Recensione: We All Be Given
Dal Cile giunge, sofferto e potente, un pianto funereo. È quello dei Mourners Lament, appunto, alla prova del debut-album con “We All Be Given”.
Doom oscillante fra la forma classica e quella estrema del funeral, richiamante con energia il gothic metal di metà anni 90, tipo quello del maestoso “Icon” dei Paradise Lost, 1993.
Di quegli anni, però, è rimasta viva, sostanzialmente, solo la melodiosità e una spiccata propensione per vivere negli stati più depressi dell’animo umano. Poiché, senza troppi giri di parole, i Mourners Lament suonano doom, solo doom, nient’altro che doom. I brani, come si sovviene alla tipologia musicale di cui trattasi, sono temporalmente estesi, rispetto alla media della forma-canzone metal. L’uguaglianza doom = song lunghe è necessaria affinché si possa srotolare con la dovuta lentezza il filo conduttore di un disco di questa fattispecie stilistica. Così è anche per i Nostri che, con l’opener-track ‘As Solemn Pain Profaned’, partono in maniera, se così si può dire, leggera. Quasi che la canzone stessa, nella sua interezza, non sia altro che l’incipit dell’opera. Indispensabile per rallentare il moto degli atomi, delle molecole, delle meteore sì da accordarli al ritmo del cuore. Un cuore sofferente, dolente, privo di gioia; pompa del sistema circolatorio di un fisico bradicardico.
‘Slumbers’ si appoggia alle spalle come uno scialle depressivo spesso e pungente. I pesantissimi e lentissimi riff della chitarra, supportati dal cupo rombare di un basso tonante, spingono in giù il capo, spengono tutte le speranze di ottenere, dalla vita, briciole di felicità. Il roco growling di Cristian Ibañez, alternato a segmenti che richiamano, quasi, litanie liturgiche, appesantisce la consapevolezza di essere brevi e anonime stelle che nascono e muoiono in un arco di tempo ristretto, rispetto all’infinità dell’Universo. Allora, la tristezza diventa palpabile; entità solida che accompagna la miseria dell’Uomo attraverso le malinconiche, tetre vicissitudini della vita (‘Omnipresence’).

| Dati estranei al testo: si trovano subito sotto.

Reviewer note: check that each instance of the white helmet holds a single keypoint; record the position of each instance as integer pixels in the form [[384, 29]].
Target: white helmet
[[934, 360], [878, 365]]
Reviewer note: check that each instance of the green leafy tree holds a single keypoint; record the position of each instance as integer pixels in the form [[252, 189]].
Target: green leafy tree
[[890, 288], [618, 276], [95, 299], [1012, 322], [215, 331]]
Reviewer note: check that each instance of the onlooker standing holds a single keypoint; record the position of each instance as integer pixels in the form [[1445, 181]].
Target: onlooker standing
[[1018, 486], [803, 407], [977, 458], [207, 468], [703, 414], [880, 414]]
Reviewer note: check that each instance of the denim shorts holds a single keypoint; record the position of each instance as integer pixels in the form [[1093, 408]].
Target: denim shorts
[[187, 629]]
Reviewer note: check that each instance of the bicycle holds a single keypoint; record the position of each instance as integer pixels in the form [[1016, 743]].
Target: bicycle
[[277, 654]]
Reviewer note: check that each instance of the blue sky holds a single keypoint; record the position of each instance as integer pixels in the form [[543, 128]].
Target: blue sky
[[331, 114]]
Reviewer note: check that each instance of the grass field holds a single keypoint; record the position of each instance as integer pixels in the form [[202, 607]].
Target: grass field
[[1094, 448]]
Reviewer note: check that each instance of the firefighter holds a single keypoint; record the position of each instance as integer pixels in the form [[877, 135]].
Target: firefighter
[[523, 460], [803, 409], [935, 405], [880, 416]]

“We All Be Given” rappresenta la vittoria definitiva dell’assenza di gioia, il trionfo del dolore scaturito dalla consapevolezza di essere. Essere il nulla nel nulla. Il vuoto nel vuoto. L’Amore, unica salvezza a questa condizione mostruosa, è lontano. Distante anni luce. ‘Suffocating Hopes’ misura, lemme lemme, le grandezze siderali che separano i Mourners Lament dai più elementari sussulti della felicità. Sentimento fugace e fallace, questo. Ferocemente illusorio di stati della materia che non esistono, se non negli artificiali racconti a lieto fine. Le canzoni di “We All Be Given” attraversano il corpo, trapassano il cuore e arrivano all’anima per accoccolarsi su di essa. Dolcemente. Senza strappi, senza fretta, senza l’agitazione tipica delle emozioni nascenti quando, per esempio, sgorga il breve e crudele attimo dell’innamoramento.
Il combo di Viña del Mar riesce a trasmettere sentimenti con ricercata raffinatezza. È diretto, nell’estrinsecazione della nostalgia derivante dal voler rivivere emotivamente le situazioni del passato ammantandole di un velo di dolce tristezza e malinconia. Il peso delle palpitazioni porta quasi alle lacrime, in ‘This Storm…’. In questo, allora, i Mourners Lament son davvero eccezionali. Li limita un po’, tuttavia, una certa mancanza di soluzioni alternative all’imprinting di base. È come ascoltare e restare in attesa del capolavoro che, invece, non arriva.
La percezione chiara e decisa del loro turbamento, nondimeno, induce a pensare che, nelle loro corde, i cileni abbiano tutto il necessario per migliorare indefinitamente. Del resto, “We All Be Given” è un debut-album, con tutti i vizi e le pecche intrinseche che si porta con sé.